I do not like boiling vegetables. I almost despise it.

When you boil veggies, nutrients leach out into the water. The result is a mushy product containing little flavor, little color, and few nutrients. They all leaked out into the water (which I doubt is going in your drinking glass)!

Roasting, on the other hand, evaporates moisture from food – water leaves and flavor intensifies. You get caramelization, adding more flavor and sweetness. When it comes to cooking veggies, roasting is almost always the method to go with.

Well Cooked Veggies are the Height of Culinary Excellence

Okay, maybe a bit grandiose of a subtitle.

I have a hypothesis that I cannot prove but strongly believe is true: for upwards of 90% of cases where people say they don’t like a vegetable, it’s because they’ve never eaten it prepared properly.
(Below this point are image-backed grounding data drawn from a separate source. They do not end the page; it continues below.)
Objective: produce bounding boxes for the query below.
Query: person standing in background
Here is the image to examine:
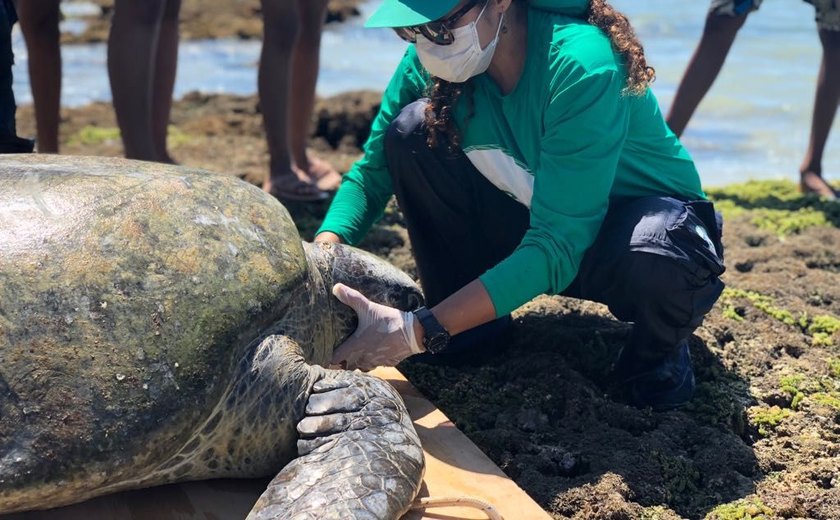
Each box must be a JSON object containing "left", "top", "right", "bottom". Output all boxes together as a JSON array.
[
  {"left": 15, "top": 0, "right": 60, "bottom": 153},
  {"left": 1, "top": 0, "right": 33, "bottom": 153},
  {"left": 108, "top": 0, "right": 181, "bottom": 163},
  {"left": 260, "top": 0, "right": 342, "bottom": 202},
  {"left": 667, "top": 0, "right": 840, "bottom": 199}
]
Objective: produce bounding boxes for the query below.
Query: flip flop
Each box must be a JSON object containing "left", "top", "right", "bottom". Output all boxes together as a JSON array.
[
  {"left": 303, "top": 155, "right": 343, "bottom": 193},
  {"left": 264, "top": 173, "right": 329, "bottom": 202}
]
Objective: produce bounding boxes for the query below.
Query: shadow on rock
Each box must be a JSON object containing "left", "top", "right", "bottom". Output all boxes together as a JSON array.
[{"left": 400, "top": 296, "right": 762, "bottom": 519}]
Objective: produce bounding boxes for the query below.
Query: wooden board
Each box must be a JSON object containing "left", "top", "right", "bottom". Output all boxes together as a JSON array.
[
  {"left": 2, "top": 368, "right": 551, "bottom": 520},
  {"left": 373, "top": 367, "right": 552, "bottom": 520}
]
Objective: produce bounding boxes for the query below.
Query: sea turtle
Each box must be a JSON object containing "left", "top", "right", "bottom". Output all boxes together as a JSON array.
[{"left": 0, "top": 155, "right": 426, "bottom": 519}]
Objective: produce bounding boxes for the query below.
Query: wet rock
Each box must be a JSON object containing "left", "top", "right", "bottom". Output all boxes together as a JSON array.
[
  {"left": 533, "top": 444, "right": 586, "bottom": 477},
  {"left": 515, "top": 407, "right": 548, "bottom": 433}
]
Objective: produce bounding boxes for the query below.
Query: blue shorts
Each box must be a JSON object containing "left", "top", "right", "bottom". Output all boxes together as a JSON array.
[{"left": 711, "top": 0, "right": 840, "bottom": 31}]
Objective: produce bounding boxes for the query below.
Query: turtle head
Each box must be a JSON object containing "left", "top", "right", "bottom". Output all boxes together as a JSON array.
[{"left": 303, "top": 241, "right": 424, "bottom": 341}]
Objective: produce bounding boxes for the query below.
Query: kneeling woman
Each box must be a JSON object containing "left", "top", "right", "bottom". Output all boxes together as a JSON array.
[{"left": 315, "top": 0, "right": 725, "bottom": 411}]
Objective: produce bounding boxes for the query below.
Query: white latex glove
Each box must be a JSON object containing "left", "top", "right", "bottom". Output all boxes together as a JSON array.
[{"left": 331, "top": 283, "right": 425, "bottom": 371}]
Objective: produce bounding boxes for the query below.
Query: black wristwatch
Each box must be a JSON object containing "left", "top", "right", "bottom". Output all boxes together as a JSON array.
[{"left": 413, "top": 306, "right": 451, "bottom": 354}]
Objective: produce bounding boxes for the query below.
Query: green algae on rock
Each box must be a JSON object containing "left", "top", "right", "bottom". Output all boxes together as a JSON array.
[
  {"left": 706, "top": 497, "right": 774, "bottom": 520},
  {"left": 707, "top": 180, "right": 840, "bottom": 236}
]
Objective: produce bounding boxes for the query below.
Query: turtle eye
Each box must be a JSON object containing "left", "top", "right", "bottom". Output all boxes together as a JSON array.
[{"left": 402, "top": 291, "right": 424, "bottom": 312}]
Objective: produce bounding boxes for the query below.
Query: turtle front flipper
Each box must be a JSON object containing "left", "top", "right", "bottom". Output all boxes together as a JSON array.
[{"left": 247, "top": 370, "right": 425, "bottom": 520}]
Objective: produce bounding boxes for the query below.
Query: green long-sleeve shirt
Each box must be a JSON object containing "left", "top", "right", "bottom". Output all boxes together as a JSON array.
[{"left": 318, "top": 7, "right": 705, "bottom": 316}]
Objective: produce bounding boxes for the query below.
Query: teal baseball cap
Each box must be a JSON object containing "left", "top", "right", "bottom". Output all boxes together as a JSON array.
[{"left": 364, "top": 0, "right": 461, "bottom": 28}]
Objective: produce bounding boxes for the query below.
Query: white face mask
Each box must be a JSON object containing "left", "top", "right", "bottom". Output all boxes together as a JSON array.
[{"left": 415, "top": 2, "right": 505, "bottom": 83}]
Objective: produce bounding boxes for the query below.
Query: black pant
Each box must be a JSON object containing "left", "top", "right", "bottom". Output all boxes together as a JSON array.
[
  {"left": 0, "top": 0, "right": 17, "bottom": 139},
  {"left": 0, "top": 0, "right": 31, "bottom": 153},
  {"left": 385, "top": 99, "right": 725, "bottom": 361}
]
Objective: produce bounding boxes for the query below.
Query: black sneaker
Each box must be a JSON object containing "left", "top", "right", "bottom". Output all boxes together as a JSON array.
[
  {"left": 0, "top": 135, "right": 35, "bottom": 154},
  {"left": 614, "top": 340, "right": 695, "bottom": 411}
]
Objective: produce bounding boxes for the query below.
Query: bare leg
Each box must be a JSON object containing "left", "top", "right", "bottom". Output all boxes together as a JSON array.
[
  {"left": 108, "top": 0, "right": 166, "bottom": 161},
  {"left": 290, "top": 0, "right": 340, "bottom": 191},
  {"left": 260, "top": 0, "right": 326, "bottom": 201},
  {"left": 799, "top": 28, "right": 840, "bottom": 199},
  {"left": 151, "top": 0, "right": 181, "bottom": 164},
  {"left": 16, "top": 0, "right": 61, "bottom": 153},
  {"left": 666, "top": 12, "right": 748, "bottom": 137}
]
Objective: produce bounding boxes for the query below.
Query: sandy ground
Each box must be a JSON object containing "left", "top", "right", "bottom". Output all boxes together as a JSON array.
[{"left": 10, "top": 2, "right": 840, "bottom": 518}]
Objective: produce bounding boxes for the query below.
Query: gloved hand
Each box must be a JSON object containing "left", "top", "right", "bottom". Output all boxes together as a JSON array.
[{"left": 331, "top": 283, "right": 424, "bottom": 371}]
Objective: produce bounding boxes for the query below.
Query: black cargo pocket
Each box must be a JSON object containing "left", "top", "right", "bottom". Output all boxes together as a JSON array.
[{"left": 665, "top": 201, "right": 726, "bottom": 281}]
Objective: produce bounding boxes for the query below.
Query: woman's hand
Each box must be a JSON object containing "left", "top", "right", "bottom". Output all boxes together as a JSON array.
[
  {"left": 331, "top": 283, "right": 425, "bottom": 371},
  {"left": 314, "top": 231, "right": 342, "bottom": 243}
]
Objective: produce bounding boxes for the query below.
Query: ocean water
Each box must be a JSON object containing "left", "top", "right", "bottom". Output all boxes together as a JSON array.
[
  {"left": 610, "top": 0, "right": 838, "bottom": 187},
  {"left": 10, "top": 0, "right": 839, "bottom": 187},
  {"left": 10, "top": 1, "right": 407, "bottom": 104}
]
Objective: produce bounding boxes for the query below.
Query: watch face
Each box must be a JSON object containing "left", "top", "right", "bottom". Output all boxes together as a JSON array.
[
  {"left": 414, "top": 307, "right": 450, "bottom": 354},
  {"left": 425, "top": 332, "right": 450, "bottom": 354}
]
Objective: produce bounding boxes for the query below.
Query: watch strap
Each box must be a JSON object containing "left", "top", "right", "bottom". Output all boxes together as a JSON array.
[{"left": 413, "top": 306, "right": 451, "bottom": 354}]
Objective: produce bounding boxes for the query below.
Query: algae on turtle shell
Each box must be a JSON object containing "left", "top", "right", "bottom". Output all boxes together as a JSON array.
[{"left": 0, "top": 155, "right": 425, "bottom": 519}]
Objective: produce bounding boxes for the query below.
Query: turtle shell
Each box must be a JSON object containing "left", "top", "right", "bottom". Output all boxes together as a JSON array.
[{"left": 0, "top": 155, "right": 308, "bottom": 492}]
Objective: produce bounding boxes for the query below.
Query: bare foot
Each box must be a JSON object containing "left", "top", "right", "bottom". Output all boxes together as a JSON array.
[
  {"left": 299, "top": 153, "right": 342, "bottom": 192},
  {"left": 263, "top": 170, "right": 329, "bottom": 202},
  {"left": 800, "top": 171, "right": 838, "bottom": 200}
]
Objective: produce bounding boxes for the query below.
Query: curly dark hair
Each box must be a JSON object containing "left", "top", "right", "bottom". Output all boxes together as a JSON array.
[
  {"left": 587, "top": 0, "right": 655, "bottom": 95},
  {"left": 423, "top": 0, "right": 654, "bottom": 149},
  {"left": 423, "top": 78, "right": 474, "bottom": 150}
]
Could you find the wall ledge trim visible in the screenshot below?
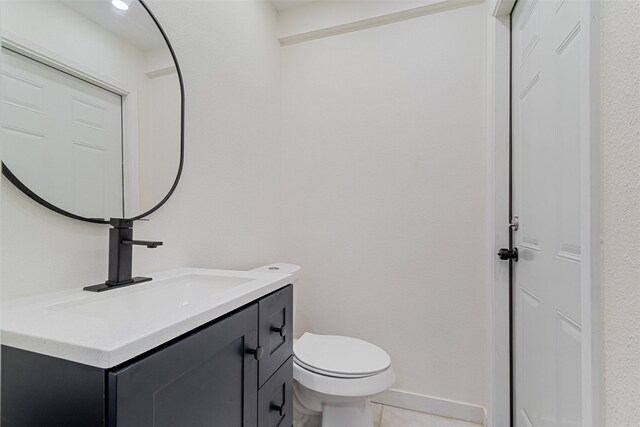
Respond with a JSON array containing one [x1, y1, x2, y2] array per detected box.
[[279, 0, 483, 46], [372, 388, 487, 426], [489, 0, 516, 17]]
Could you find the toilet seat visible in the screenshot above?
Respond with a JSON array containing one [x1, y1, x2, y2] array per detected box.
[[294, 333, 391, 379], [293, 359, 396, 398], [294, 357, 382, 379]]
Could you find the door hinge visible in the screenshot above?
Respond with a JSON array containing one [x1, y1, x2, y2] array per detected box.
[[509, 216, 519, 231]]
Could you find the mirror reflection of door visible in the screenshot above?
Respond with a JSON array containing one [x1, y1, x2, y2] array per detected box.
[[1, 48, 124, 219], [0, 0, 182, 221]]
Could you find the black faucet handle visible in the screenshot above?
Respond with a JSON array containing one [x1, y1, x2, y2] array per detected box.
[[122, 240, 163, 248]]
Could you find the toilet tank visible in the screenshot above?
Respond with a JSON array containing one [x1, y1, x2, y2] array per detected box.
[[250, 263, 301, 337]]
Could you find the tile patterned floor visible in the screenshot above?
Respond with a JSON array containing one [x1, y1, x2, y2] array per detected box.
[[372, 403, 482, 427]]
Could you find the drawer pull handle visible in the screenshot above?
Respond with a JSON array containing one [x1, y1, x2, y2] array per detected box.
[[271, 324, 286, 338], [270, 402, 285, 417], [247, 346, 264, 360]]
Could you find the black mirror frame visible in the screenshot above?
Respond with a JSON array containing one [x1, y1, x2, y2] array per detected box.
[[1, 0, 185, 225]]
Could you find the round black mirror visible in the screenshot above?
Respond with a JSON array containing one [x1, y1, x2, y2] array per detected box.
[[1, 0, 184, 223]]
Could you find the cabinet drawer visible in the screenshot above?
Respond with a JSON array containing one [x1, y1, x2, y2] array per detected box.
[[258, 285, 293, 386], [258, 357, 293, 427]]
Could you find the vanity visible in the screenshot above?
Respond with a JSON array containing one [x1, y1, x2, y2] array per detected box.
[[1, 269, 294, 426]]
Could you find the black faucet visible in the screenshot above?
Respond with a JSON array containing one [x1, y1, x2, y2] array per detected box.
[[84, 218, 163, 292]]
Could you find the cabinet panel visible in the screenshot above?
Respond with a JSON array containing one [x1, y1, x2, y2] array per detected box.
[[1, 345, 105, 427], [258, 285, 293, 386], [112, 304, 258, 427], [258, 357, 293, 427]]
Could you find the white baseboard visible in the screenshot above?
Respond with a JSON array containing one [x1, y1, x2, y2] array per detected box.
[[371, 389, 487, 426]]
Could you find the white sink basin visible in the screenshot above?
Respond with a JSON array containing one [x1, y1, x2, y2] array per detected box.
[[46, 274, 253, 323], [1, 268, 292, 368]]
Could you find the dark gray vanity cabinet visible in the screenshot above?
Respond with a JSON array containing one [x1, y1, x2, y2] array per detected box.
[[1, 285, 293, 427]]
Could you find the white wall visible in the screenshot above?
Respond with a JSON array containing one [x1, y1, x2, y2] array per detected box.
[[140, 70, 181, 211], [138, 49, 181, 214], [601, 0, 640, 425], [1, 0, 282, 299], [279, 2, 487, 408]]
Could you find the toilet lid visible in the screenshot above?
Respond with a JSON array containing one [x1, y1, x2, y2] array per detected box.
[[294, 333, 391, 378]]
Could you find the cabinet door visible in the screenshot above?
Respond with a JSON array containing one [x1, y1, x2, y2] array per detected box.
[[111, 304, 258, 427], [258, 357, 293, 427], [258, 285, 293, 386]]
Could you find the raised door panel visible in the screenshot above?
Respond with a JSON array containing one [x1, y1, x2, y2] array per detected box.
[[258, 285, 293, 387], [111, 304, 258, 427], [258, 357, 293, 427]]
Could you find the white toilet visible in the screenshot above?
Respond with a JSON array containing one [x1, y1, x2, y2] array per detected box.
[[250, 263, 396, 427], [293, 333, 396, 427]]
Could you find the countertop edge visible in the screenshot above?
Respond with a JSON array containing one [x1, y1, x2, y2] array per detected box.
[[1, 276, 292, 369]]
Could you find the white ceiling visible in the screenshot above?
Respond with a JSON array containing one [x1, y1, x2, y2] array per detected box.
[[61, 0, 166, 52], [271, 0, 318, 11]]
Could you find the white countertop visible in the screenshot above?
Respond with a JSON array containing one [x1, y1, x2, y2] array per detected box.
[[1, 268, 292, 368]]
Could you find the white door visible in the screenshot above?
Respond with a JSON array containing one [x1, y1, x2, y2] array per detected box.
[[511, 0, 585, 426], [1, 47, 123, 219]]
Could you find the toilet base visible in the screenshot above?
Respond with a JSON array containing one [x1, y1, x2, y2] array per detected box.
[[294, 386, 374, 427], [321, 399, 373, 427]]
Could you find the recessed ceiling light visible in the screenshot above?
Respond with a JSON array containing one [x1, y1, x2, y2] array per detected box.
[[112, 0, 130, 11]]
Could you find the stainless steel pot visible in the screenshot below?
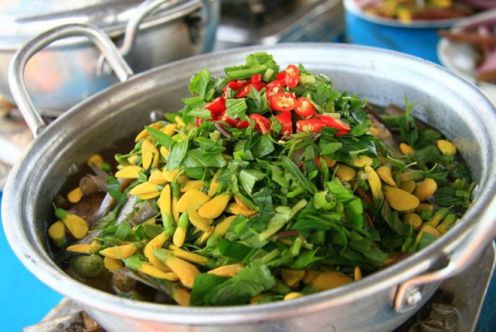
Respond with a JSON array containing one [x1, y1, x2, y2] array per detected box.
[[0, 0, 219, 115], [3, 23, 496, 332]]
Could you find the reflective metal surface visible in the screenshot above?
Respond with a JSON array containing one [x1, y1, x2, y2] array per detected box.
[[215, 0, 343, 48], [0, 0, 218, 114], [4, 42, 496, 332]]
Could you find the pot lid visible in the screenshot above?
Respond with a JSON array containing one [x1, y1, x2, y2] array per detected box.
[[0, 0, 201, 49]]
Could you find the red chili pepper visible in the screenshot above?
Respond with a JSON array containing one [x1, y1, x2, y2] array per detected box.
[[294, 97, 316, 118], [275, 71, 286, 83], [268, 92, 296, 112], [252, 82, 266, 91], [228, 79, 249, 90], [296, 119, 326, 133], [266, 81, 284, 98], [274, 111, 293, 135], [251, 74, 262, 84], [206, 97, 226, 117], [285, 65, 299, 88], [236, 84, 252, 98], [316, 115, 350, 136], [195, 118, 203, 126], [249, 114, 271, 134], [222, 114, 249, 129]]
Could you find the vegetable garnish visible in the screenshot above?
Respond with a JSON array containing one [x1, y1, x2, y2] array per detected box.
[[48, 53, 474, 307]]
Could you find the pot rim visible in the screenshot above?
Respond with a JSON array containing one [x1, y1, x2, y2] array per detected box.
[[3, 43, 496, 325]]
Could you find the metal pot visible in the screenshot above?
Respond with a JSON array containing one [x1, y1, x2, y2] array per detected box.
[[4, 24, 496, 332], [0, 0, 219, 115]]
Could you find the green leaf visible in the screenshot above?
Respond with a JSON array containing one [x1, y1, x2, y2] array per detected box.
[[326, 180, 355, 202], [183, 148, 226, 168], [146, 127, 174, 150], [203, 261, 276, 305], [189, 69, 212, 99], [226, 99, 248, 119], [252, 134, 275, 158], [281, 156, 316, 194], [188, 108, 212, 119], [381, 201, 411, 237], [239, 169, 265, 195], [190, 274, 227, 306], [319, 142, 342, 156], [415, 233, 438, 251], [115, 223, 132, 240], [290, 249, 320, 269], [106, 176, 126, 203], [166, 138, 189, 170], [218, 239, 254, 262]]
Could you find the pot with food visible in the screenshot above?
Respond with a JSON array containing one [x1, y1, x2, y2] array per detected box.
[[3, 23, 496, 332]]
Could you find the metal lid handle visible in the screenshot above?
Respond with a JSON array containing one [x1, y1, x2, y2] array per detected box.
[[8, 23, 134, 136], [96, 0, 183, 75]]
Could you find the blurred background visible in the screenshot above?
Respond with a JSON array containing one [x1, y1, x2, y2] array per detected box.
[[0, 0, 495, 331]]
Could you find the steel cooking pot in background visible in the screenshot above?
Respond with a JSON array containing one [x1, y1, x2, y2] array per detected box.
[[0, 0, 219, 115], [4, 23, 496, 332]]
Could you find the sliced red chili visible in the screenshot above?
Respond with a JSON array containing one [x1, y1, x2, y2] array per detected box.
[[249, 114, 271, 134], [236, 120, 250, 129], [206, 97, 226, 117], [316, 115, 351, 136], [228, 79, 249, 90], [252, 82, 265, 91], [275, 71, 286, 83], [195, 118, 203, 126], [294, 97, 316, 118], [285, 65, 300, 88], [274, 111, 293, 135], [223, 115, 249, 129], [296, 119, 326, 133], [266, 81, 284, 98], [236, 84, 252, 98], [251, 74, 262, 84], [268, 92, 296, 112]]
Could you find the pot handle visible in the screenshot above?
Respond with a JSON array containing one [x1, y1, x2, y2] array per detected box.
[[8, 23, 134, 136], [96, 0, 189, 75], [394, 195, 496, 312]]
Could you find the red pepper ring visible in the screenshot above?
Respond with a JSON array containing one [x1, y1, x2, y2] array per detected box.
[[294, 97, 317, 118], [206, 97, 226, 117], [222, 113, 249, 129], [275, 71, 286, 85], [296, 119, 326, 133], [316, 115, 351, 136], [249, 113, 272, 134], [228, 79, 249, 90], [285, 64, 300, 88], [266, 81, 284, 99], [268, 92, 297, 112], [251, 74, 262, 84], [273, 111, 293, 135]]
People don’t like broccoli because their parents boiled it to death until it became a gray sludge. Some people turn away from brussels sprouts because they never had them prepared in a way that balanced their bitterness. Okra because it’s always been overcooked until slimy instead of grilled hot and fast, mushrooms because… well, you get the idea.

A bad experience with an ingredient can ruin it for someone forever. You can almost see the fear in some people’s eyes when a specific vegetable is named.

So, when cooking veggies: leave some texture – veggies usually don’t have to be cooked as long as you think they do. And when in doubt, roast!

To be fair, I can’t end without giving a shout-out to steaming. You won’t get the caramelization and flavor that you will with roasting, though it is a cooking method that will also preserve most of the nutrients in the food.